William Fahey

William Fahey

William Edmund Fahey is a Fellow at Thomas More College of Liberal Arts (Merrimack, New Hampshire and Rome, Italy), where he also serves as the third president.  He grew up in the Western Reserve (Ohio) and coastal Maine.  Educated by Jesuits at a young age, Fahey studied at the University of St. Andrews (Scotland) completed the now abolished M.Phil.

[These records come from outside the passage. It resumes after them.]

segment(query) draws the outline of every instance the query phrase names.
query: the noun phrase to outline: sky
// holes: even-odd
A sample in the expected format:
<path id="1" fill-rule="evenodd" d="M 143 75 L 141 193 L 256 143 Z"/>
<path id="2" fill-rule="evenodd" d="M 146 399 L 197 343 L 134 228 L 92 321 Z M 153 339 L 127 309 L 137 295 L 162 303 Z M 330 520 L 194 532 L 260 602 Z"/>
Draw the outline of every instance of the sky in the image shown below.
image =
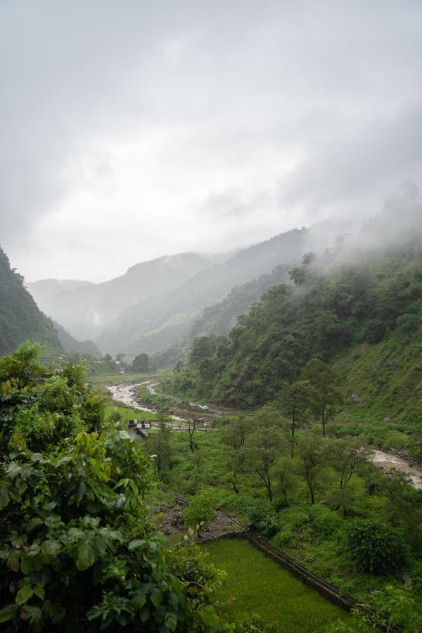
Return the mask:
<path id="1" fill-rule="evenodd" d="M 0 0 L 0 244 L 101 281 L 422 186 L 422 3 Z"/>

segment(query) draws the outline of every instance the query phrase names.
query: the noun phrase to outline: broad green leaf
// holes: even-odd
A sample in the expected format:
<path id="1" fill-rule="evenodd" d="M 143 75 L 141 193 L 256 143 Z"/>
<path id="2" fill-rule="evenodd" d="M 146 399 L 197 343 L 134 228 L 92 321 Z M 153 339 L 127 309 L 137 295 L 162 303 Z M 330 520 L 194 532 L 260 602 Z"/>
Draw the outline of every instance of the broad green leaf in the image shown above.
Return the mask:
<path id="1" fill-rule="evenodd" d="M 0 510 L 4 510 L 9 501 L 9 494 L 6 488 L 0 488 Z"/>
<path id="2" fill-rule="evenodd" d="M 32 565 L 30 558 L 27 556 L 23 556 L 20 559 L 20 571 L 27 576 L 32 570 Z"/>
<path id="3" fill-rule="evenodd" d="M 134 539 L 133 541 L 131 541 L 129 544 L 129 547 L 127 548 L 129 551 L 132 549 L 136 549 L 136 547 L 141 547 L 142 545 L 145 544 L 145 541 L 143 539 Z"/>
<path id="4" fill-rule="evenodd" d="M 162 601 L 162 594 L 159 589 L 155 587 L 150 594 L 150 599 L 154 606 L 158 607 Z"/>
<path id="5" fill-rule="evenodd" d="M 8 604 L 7 606 L 0 609 L 0 624 L 11 620 L 18 608 L 17 604 Z"/>
<path id="6" fill-rule="evenodd" d="M 20 589 L 16 594 L 15 602 L 16 603 L 16 604 L 25 604 L 25 602 L 27 602 L 30 598 L 32 598 L 34 592 L 32 590 L 32 587 L 29 584 L 24 584 L 23 587 L 20 587 Z"/>
<path id="7" fill-rule="evenodd" d="M 94 565 L 95 556 L 94 550 L 89 543 L 83 542 L 77 549 L 77 560 L 76 565 L 80 571 L 84 571 Z"/>
<path id="8" fill-rule="evenodd" d="M 215 613 L 215 609 L 210 604 L 199 609 L 198 612 L 200 618 L 206 627 L 214 627 L 218 622 L 218 615 Z"/>

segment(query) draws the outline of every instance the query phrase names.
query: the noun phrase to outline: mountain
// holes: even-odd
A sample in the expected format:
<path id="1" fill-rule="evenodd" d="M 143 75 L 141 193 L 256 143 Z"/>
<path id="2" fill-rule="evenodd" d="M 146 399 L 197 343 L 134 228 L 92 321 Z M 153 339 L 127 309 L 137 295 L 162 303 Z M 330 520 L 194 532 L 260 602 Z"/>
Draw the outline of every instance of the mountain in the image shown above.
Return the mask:
<path id="1" fill-rule="evenodd" d="M 56 321 L 53 321 L 54 329 L 65 352 L 76 352 L 83 356 L 99 358 L 101 352 L 92 340 L 77 340 L 71 334 Z"/>
<path id="2" fill-rule="evenodd" d="M 39 309 L 23 277 L 11 269 L 0 248 L 0 355 L 13 352 L 27 339 L 46 345 L 49 352 L 62 351 L 53 324 Z"/>
<path id="3" fill-rule="evenodd" d="M 40 308 L 72 336 L 92 338 L 127 306 L 173 290 L 226 256 L 184 252 L 136 264 L 101 283 L 46 279 L 28 283 L 28 289 Z"/>
<path id="4" fill-rule="evenodd" d="M 96 343 L 103 350 L 124 352 L 128 356 L 164 350 L 188 335 L 204 308 L 222 301 L 234 288 L 271 274 L 280 264 L 300 260 L 307 251 L 326 248 L 344 229 L 341 224 L 325 221 L 244 249 L 226 262 L 201 271 L 172 292 L 129 306 L 95 338 Z M 279 273 L 280 269 L 275 276 Z M 260 283 L 255 288 L 252 301 L 260 295 Z M 241 309 L 249 305 L 244 300 Z M 233 318 L 236 312 L 224 317 L 226 320 Z"/>
<path id="5" fill-rule="evenodd" d="M 318 357 L 337 363 L 345 392 L 362 390 L 368 411 L 373 401 L 388 414 L 388 394 L 390 409 L 422 420 L 421 197 L 404 194 L 350 244 L 338 241 L 291 276 L 295 285 L 269 288 L 229 336 L 195 339 L 169 388 L 257 406 Z"/>

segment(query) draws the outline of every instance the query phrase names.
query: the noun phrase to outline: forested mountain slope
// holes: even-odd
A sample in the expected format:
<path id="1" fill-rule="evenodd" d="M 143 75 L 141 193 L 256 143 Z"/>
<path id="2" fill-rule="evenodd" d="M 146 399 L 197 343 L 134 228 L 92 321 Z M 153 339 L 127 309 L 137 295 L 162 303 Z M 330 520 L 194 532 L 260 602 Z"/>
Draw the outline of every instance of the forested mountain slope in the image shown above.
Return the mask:
<path id="1" fill-rule="evenodd" d="M 174 373 L 169 388 L 192 391 L 226 404 L 262 404 L 275 397 L 283 381 L 296 380 L 313 356 L 346 366 L 344 385 L 350 392 L 385 381 L 379 393 L 394 392 L 392 371 L 381 371 L 365 357 L 383 343 L 404 350 L 408 385 L 402 402 L 421 400 L 422 330 L 422 204 L 406 192 L 364 228 L 350 245 L 338 244 L 324 256 L 292 270 L 293 283 L 269 288 L 261 301 L 222 340 L 196 339 L 190 364 Z M 416 354 L 416 357 L 415 357 Z M 352 354 L 352 357 L 351 357 Z M 347 374 L 363 374 L 359 385 Z M 414 358 L 414 360 L 406 359 Z M 419 356 L 420 358 L 420 356 Z M 343 362 L 343 366 L 342 366 Z M 386 361 L 385 361 L 386 362 Z M 394 360 L 391 360 L 391 368 Z M 366 368 L 366 369 L 364 369 Z M 391 369 L 390 368 L 390 369 Z M 407 368 L 399 369 L 402 376 Z M 387 383 L 389 383 L 388 385 Z M 370 386 L 371 385 L 371 386 Z"/>
<path id="2" fill-rule="evenodd" d="M 245 249 L 223 264 L 202 271 L 172 293 L 130 306 L 96 343 L 102 349 L 108 345 L 112 352 L 131 355 L 165 350 L 188 334 L 205 307 L 221 301 L 235 286 L 269 274 L 279 264 L 298 260 L 307 250 L 331 244 L 339 230 L 337 223 L 321 222 Z M 243 305 L 248 307 L 250 302 L 243 300 Z"/>
<path id="3" fill-rule="evenodd" d="M 77 340 L 71 334 L 65 330 L 63 326 L 53 321 L 54 329 L 57 332 L 57 335 L 65 352 L 76 352 L 84 356 L 92 356 L 99 358 L 101 352 L 92 340 Z"/>
<path id="4" fill-rule="evenodd" d="M 27 339 L 45 345 L 49 352 L 61 351 L 53 324 L 38 309 L 23 277 L 11 269 L 0 248 L 0 355 L 13 352 Z"/>
<path id="5" fill-rule="evenodd" d="M 29 283 L 28 288 L 41 309 L 72 336 L 91 338 L 127 306 L 172 290 L 226 257 L 184 252 L 136 264 L 101 283 L 46 279 Z"/>

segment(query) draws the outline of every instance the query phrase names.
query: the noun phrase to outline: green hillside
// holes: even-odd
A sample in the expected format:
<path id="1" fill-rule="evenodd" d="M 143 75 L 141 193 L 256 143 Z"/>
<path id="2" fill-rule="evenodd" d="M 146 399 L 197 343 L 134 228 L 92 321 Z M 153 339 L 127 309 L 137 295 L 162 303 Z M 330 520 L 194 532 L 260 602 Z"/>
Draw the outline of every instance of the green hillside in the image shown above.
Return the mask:
<path id="1" fill-rule="evenodd" d="M 13 352 L 27 339 L 42 343 L 49 352 L 61 351 L 53 324 L 39 309 L 23 277 L 11 269 L 0 248 L 0 354 Z"/>
<path id="2" fill-rule="evenodd" d="M 388 423 L 385 433 L 397 434 L 387 444 L 405 445 L 404 427 L 422 419 L 421 220 L 420 198 L 406 192 L 350 245 L 340 241 L 321 257 L 305 257 L 291 282 L 269 288 L 228 336 L 197 338 L 166 387 L 261 406 L 317 357 L 338 371 L 339 423 L 378 421 L 385 430 Z"/>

Mode A in Ancient History.  He then studied at the Pontifical Catholic University of America (in Greek and Latin and the Early Christian Studies Program), where he earned an M.A. and the Ph.D.   His late-blooming interest in Natural History led to his completion of the M.Sci. in Wildlife Conservation at Unity College (Maine).

After a delightful foray in preparatory school teaching, Fahey taught at Christendom College for nearly a decade.  There he established the Depart of Classical and Early Christian Studies.  His teaching experience over the years has included courses at all levels in Greek and Latin, as well as History (Ancient and Byzantine).  Over the last decade he has taught in the ten-semester Great Books Humanities sequence at Thomas More College, as well as a variety of Scripture and Poetry courses, the Senior Seminar, and the one-year sequence in Natural History.  He also helped to established the Guild program at Thomas More College, in which he serves at a Guild Master in the St. Hubertus Outdoorsmanship program, as well as directing the College’s “Exploring New England” programs–which includes working with the Wooden Boat School in giving students and opportunity to study great books while learning the fundamentals of traditional sailing off the coast of Maine.

Fahey has held a variety of fellowships including the Salvatori Fellowship (Heritage Foundation), Earhart Fellowship, Wilbur Fellowship (with Russell Kirk), Weaver Fellowship, and the Au Sable Fellowship.  His publications have appeared in the St. Austin ReviewThe Imaginative ConservativeUniversity Bookman, the Civilized ReaderCrisis MagazineCatholic Exchange, the Bryn Mawr Classical Review, and Classical World.  He is the editor and translator of The Foundations of Western Monasticism (St. Benedict’s Press, 2013).  He has served as an advisor to St. Martin’s Academy, Harmel Academy, and most recently was appointed a Councilor of the New England Historic Genealogical Society.

He is married to Amy Elizabeth Fahey.  They have been blessed with five children and one grandchild to date.  They reside in New Hampshire within a few hours of places his family has lived since the early 17th Century.